Read more: How to Make Mexican Tamales
- Yield:Makes approximately 30 tamales
- Active time: 1 1/2 hours
- Total time:3 hours
- 6 medium guajillo chiles, stemmed and seeded
- 3 medium ancho chiles, stemmed and seeded
- 3 chiles de arbol, stemmed and seeded
- 4 medium cloves garlic, smashed and peeled
- 1/2 teaspoon ground cumin
- 1 tablespoon canola or vegetable oil
- 2 cups homemade chicken stock or low-sodium broth
- 2 pounds boneless, skinless chicken thighs
- Kosher salt and freshly ground black pepper
- 1 recipe Basic Tamale Dough
- 3 dozen dried corn husks, soaked in water for at least 1 hour
Combine all the dried chiles in a large Dutch oven or cast iron skillet and cook over medium-high heat, flipping chiles frequently, until slightly darkened and aromatic, about 3 minutes.
Transfer chiles to a medium saucepan and cover with 4 cups water. Bring to a boil over high heat, then reduce heat to low and simmer until chiles are very soft, about 20 minutes. Strain chiles through a fine-mesh strainer set over a medium bowl. Transfer chilies and 1 cup of steeping liquid to the jar of a blender.
Add garlic and cumin and puree until smooth. Using a rubber spatula, push sauce through a fine-mesh strainer set over a medium bowl. Discard solids in strainer.
Heat oil in a large Dutch oven over medium-high heat until shimmering. Add red chili sauce and cook, stirring constantly, until thickened to the consistency of tomato paste, about 5 minutes. Stir in chicken stock and bring to a boil. Nestle chicken thighs in sauce, reduce heat to medium, cover, and cook until thickest part of thigh registers between 175-185°F on an instant-read thermometer, about 20 minutes. Transfer chicken to plate and let stand until cool enough to handle, then shred by hand or using two forks.
While chicken is cooling, increase heat to medium-high and let sauce boil until slightly thickened. Remove from heat, let cool slightly, then season with salt and pepper. Add shredded chicken to sauce and stir to combine. Set aside.

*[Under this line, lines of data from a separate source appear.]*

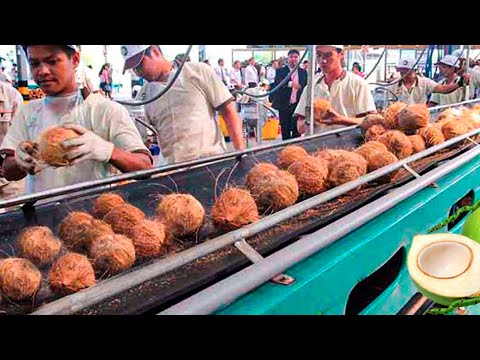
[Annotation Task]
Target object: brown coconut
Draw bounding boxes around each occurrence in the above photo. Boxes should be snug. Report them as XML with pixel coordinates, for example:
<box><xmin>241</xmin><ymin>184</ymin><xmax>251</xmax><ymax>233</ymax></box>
<box><xmin>89</xmin><ymin>235</ymin><xmax>138</xmax><ymax>275</ymax></box>
<box><xmin>398</xmin><ymin>104</ymin><xmax>430</xmax><ymax>135</ymax></box>
<box><xmin>247</xmin><ymin>167</ymin><xmax>299</xmax><ymax>211</ymax></box>
<box><xmin>383</xmin><ymin>101</ymin><xmax>407</xmax><ymax>129</ymax></box>
<box><xmin>360</xmin><ymin>114</ymin><xmax>385</xmax><ymax>135</ymax></box>
<box><xmin>211</xmin><ymin>188</ymin><xmax>260</xmax><ymax>231</ymax></box>
<box><xmin>103</xmin><ymin>204</ymin><xmax>145</xmax><ymax>236</ymax></box>
<box><xmin>157</xmin><ymin>194</ymin><xmax>205</xmax><ymax>237</ymax></box>
<box><xmin>38</xmin><ymin>127</ymin><xmax>80</xmax><ymax>166</ymax></box>
<box><xmin>313</xmin><ymin>99</ymin><xmax>332</xmax><ymax>122</ymax></box>
<box><xmin>0</xmin><ymin>258</ymin><xmax>42</xmax><ymax>301</ymax></box>
<box><xmin>442</xmin><ymin>120</ymin><xmax>468</xmax><ymax>140</ymax></box>
<box><xmin>378</xmin><ymin>130</ymin><xmax>413</xmax><ymax>160</ymax></box>
<box><xmin>417</xmin><ymin>125</ymin><xmax>445</xmax><ymax>148</ymax></box>
<box><xmin>58</xmin><ymin>211</ymin><xmax>113</xmax><ymax>252</ymax></box>
<box><xmin>17</xmin><ymin>226</ymin><xmax>62</xmax><ymax>267</ymax></box>
<box><xmin>408</xmin><ymin>135</ymin><xmax>427</xmax><ymax>154</ymax></box>
<box><xmin>92</xmin><ymin>193</ymin><xmax>126</xmax><ymax>219</ymax></box>
<box><xmin>288</xmin><ymin>156</ymin><xmax>328</xmax><ymax>196</ymax></box>
<box><xmin>130</xmin><ymin>220</ymin><xmax>166</xmax><ymax>258</ymax></box>
<box><xmin>328</xmin><ymin>152</ymin><xmax>368</xmax><ymax>187</ymax></box>
<box><xmin>278</xmin><ymin>145</ymin><xmax>308</xmax><ymax>170</ymax></box>
<box><xmin>48</xmin><ymin>253</ymin><xmax>95</xmax><ymax>295</ymax></box>
<box><xmin>368</xmin><ymin>151</ymin><xmax>398</xmax><ymax>183</ymax></box>
<box><xmin>365</xmin><ymin>125</ymin><xmax>387</xmax><ymax>141</ymax></box>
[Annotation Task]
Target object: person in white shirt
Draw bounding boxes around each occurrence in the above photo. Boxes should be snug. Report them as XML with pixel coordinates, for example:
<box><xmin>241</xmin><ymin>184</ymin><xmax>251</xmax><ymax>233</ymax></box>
<box><xmin>121</xmin><ymin>45</ymin><xmax>245</xmax><ymax>163</ymax></box>
<box><xmin>386</xmin><ymin>59</ymin><xmax>464</xmax><ymax>105</ymax></box>
<box><xmin>215</xmin><ymin>59</ymin><xmax>230</xmax><ymax>86</ymax></box>
<box><xmin>295</xmin><ymin>45</ymin><xmax>376</xmax><ymax>134</ymax></box>
<box><xmin>245</xmin><ymin>58</ymin><xmax>259</xmax><ymax>88</ymax></box>
<box><xmin>0</xmin><ymin>45</ymin><xmax>153</xmax><ymax>197</ymax></box>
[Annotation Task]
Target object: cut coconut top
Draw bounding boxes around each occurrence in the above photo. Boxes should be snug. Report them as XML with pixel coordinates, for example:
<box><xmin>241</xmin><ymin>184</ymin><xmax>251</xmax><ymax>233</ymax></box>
<box><xmin>407</xmin><ymin>234</ymin><xmax>480</xmax><ymax>298</ymax></box>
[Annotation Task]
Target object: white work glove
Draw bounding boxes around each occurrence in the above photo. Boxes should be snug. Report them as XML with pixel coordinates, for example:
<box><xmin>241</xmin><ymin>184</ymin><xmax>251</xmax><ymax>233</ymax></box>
<box><xmin>62</xmin><ymin>124</ymin><xmax>114</xmax><ymax>165</ymax></box>
<box><xmin>15</xmin><ymin>141</ymin><xmax>41</xmax><ymax>175</ymax></box>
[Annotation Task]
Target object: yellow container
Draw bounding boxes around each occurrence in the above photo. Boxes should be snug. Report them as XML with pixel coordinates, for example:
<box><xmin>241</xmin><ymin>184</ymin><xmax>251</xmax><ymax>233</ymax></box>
<box><xmin>262</xmin><ymin>118</ymin><xmax>280</xmax><ymax>140</ymax></box>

Working one at a time, place a corn husk on work surface. Place 2-3 tablespoons of tamale dough on larger end of husk and spread into a rectangle approximately 1/4 inch thick, leaving a 1-inch border around edges of husk. Place a heaping tablespoon of filling in a line down center of dough. Fold over sides of husk so dough surrounds filling, then fold bottom of husk up and secure closed by tying a thin strip pulled from another husk around tamale. Repeat with remaining husks, dough, and filling.
Fill a large pot with 1 inch of water and bring to a boil. Rest tamales upright in a steamer insert or on rack above the water level. Cover and steam until dough is cooked through and pulls away easily from the husk, about 1 hour. Remove tamales from steamer and let rest until dough firms up, about 15 minutes. Serve immediately or store in refrigerator for up to a week or freeze for up to four months. Defrost and reheat tamales in steamer until warmed through or in microwave on high for 2 minutes.